The highest compliment I can give a book is that I didn’t want it to end. That’s the case with Donald Miller’s newest, Scary Close: Dropping the Act and Finding True Intimacy. This is Miller’s strongest book in years, and the chapters live up to the subtitle–Miller is extremely candid about the rough time he’s had as he’s wrestled to get free of the manipulation, attention addiction, and using people that had colored most of his adult life.
That doesn’t sound like an inspiring book, and it isn’t, at least not in a rah-rah, you can do it! kind of way. Instead, Scary Close made me think: about the arc of my relationships, those that have succeeded and those that failed, in ways I’d never considered.

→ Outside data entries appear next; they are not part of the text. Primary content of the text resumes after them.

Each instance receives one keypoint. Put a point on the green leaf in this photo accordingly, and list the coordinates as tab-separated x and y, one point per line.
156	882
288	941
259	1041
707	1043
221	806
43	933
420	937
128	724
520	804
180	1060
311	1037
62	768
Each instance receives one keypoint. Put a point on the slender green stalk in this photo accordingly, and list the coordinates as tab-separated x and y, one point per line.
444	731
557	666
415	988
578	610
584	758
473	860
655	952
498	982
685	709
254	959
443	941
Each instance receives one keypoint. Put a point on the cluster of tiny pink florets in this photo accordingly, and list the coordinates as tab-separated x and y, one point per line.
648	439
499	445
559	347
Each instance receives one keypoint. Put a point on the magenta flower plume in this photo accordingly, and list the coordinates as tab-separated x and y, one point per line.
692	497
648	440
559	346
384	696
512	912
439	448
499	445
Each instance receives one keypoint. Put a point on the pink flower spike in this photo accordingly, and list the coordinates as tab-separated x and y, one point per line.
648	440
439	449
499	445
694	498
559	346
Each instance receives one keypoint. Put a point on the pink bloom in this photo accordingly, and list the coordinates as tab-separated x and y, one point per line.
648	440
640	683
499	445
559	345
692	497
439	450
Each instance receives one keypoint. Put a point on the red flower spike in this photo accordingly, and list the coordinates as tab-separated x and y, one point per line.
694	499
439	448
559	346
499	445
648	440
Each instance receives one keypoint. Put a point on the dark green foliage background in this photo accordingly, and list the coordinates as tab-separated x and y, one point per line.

He raises questions I hadn’t heard before. It was incredibly helpful, without being prescriptive. That’s rare these days in Christian non-fiction, and such a treat when you find it.
The other great thing about this book is that Miller is still so very much in process with all of this. He doesn’t have it all perfected yet, and he does some of the very things he says he’s trying not to do, just pages after he tells us about his commitment not to do them (such brag about all the famous people he knows–there’s a lot of name dropping here–or how successful his company is). But that’s part of the beauty of this book, I think, seeing how growth happens in a real life. And he’s smart enough to paint his new wife as an absolute angel. I’m sure she’s a regular person like the rest of us, but it was refreshing to see him hold her in such high regard.
This was a great read. I look forward to the next installment.
Disclosure: I received a copy of this book from the publisher in exchange for an honest review.